After a year of turmoil last fiscal, the cotton yarn spinning industry is expected to witness a breather this fiscal. Operating margins of cotton yarn spinners are set to improve by 150-200 basis points this fiscal after hitting decadal lows of 8.5-9% last fiscal, said CRISIL Ratings on Wednesday. An analysis of 95 cotton yarn spinners, which account for 35-40% of the industry revenue, indicates as much.
In fiscal 2024, lower cotton yarn spreads and inventory losses affected profitability. This fiscal, however, holds better promise. Stable cotton prices due to better availability of cotton during cotton season 2024 and improved cotton yarn spreads this fiscal will support improvement in margins.
Revenue, too, will spin up 4-6% this fiscal, driven by moderate growth in downstream demand amid stable yarn prices, after a 5-7% decline last fiscal due to a sharp reduction in yarn prices. Credit profiles, which were impacted by lower cash accrual last fiscal, will also improve with better operating performance and moderate capex on deleveraged balance sheets.

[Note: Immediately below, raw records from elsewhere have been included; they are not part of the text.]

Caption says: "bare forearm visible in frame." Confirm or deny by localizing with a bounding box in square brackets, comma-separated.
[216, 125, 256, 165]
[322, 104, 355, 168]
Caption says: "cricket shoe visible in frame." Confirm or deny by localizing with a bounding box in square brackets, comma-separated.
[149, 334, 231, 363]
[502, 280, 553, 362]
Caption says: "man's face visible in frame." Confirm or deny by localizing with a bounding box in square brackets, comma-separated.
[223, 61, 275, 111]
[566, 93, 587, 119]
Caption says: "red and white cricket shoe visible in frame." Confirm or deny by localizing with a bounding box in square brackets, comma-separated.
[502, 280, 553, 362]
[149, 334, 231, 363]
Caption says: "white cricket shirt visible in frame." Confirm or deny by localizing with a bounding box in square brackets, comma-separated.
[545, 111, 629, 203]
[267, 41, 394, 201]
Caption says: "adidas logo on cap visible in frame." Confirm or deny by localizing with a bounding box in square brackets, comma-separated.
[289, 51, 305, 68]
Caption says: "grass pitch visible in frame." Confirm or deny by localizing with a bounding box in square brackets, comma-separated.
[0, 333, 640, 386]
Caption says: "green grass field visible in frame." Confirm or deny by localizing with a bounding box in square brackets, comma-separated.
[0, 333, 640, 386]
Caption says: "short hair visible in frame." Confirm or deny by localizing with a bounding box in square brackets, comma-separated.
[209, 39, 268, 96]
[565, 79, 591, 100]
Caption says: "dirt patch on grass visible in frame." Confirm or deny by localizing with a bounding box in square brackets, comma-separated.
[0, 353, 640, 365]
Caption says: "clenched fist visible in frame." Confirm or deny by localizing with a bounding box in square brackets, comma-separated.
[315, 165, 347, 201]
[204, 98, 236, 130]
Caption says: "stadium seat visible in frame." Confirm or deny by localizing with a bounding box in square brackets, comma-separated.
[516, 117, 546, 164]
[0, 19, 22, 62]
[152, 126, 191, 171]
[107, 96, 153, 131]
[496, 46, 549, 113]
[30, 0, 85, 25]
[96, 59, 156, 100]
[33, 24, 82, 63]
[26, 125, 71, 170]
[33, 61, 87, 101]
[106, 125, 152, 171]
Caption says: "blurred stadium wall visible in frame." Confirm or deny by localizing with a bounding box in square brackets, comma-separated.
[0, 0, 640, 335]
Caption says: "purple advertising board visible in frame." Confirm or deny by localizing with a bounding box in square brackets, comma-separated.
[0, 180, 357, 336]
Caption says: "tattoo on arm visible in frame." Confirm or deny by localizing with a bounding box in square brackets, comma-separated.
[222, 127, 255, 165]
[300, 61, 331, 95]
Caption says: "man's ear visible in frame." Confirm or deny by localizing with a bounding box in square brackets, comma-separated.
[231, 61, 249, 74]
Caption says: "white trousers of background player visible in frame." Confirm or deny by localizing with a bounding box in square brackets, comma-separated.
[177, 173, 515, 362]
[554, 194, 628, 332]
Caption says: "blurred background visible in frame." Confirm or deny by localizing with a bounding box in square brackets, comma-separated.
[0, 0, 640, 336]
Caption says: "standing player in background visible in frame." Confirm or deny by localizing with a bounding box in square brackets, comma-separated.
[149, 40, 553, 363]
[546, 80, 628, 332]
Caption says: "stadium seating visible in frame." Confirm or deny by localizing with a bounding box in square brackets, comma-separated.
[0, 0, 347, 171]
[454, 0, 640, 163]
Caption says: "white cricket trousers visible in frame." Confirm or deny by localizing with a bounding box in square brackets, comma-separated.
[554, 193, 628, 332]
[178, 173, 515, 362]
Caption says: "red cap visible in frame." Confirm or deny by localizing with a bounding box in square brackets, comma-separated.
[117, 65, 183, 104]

Gautam Shahi, Director, CRISIL Ratings said, “Better availability of domestic cotton and continued downstream demand growth will drive recovery in cotton yarn spreads to Rs 90-92 per kg this fiscal from Rs 87 per kg last fiscal. The improvement was already visible in the second half of fiscal 2024 as higher cotton arrivals resulted in the normalisation of cotton prices, thereby improving spinners’ margins. With cotton prices expected to stay benign and likely to remain below international prices, the operating margin is expected to recover 150-200 bps to 10.5-11% this fiscal.”
On the revenue front, while yarn prices are expected to remain flat, domestic sales volume, which forms 70-75% of the industry pie, is set to grow 4-6% this fiscal, backed by orders from key end-user segments – readymade garments and home textiles. However, exports, which staged an exceptional recovery last fiscal with 80-85% growth, are likely to grow only 3-4% this fiscal, given sluggish global economic growth. With the recovery in demand and operating performance, capacity utilisation level for the industry has reached 80-85% and is expected to improve further this fiscal.
Pranav Shandil, Associate Director, CRISIL Ratings said, “However, capex for cotton yarn spinners will remain moderate over the near term as they recover from lows of last fiscal, thus obviating the need for significant debt additions on already deleveraged balance sheets. As a result, interest coverage2
ratio is expected to improve to 5-5.5 times this fiscal from 4 times in fiscal 2024. Gearing, too, is expected to improve moderately to 0.55 time from 0.64 time.”
However, any further slowdown in demand from the downstream segments (such as readymade garments), and any adverse movement in domestic cotton prices vis-à-vis international prices in the near term will bear watching.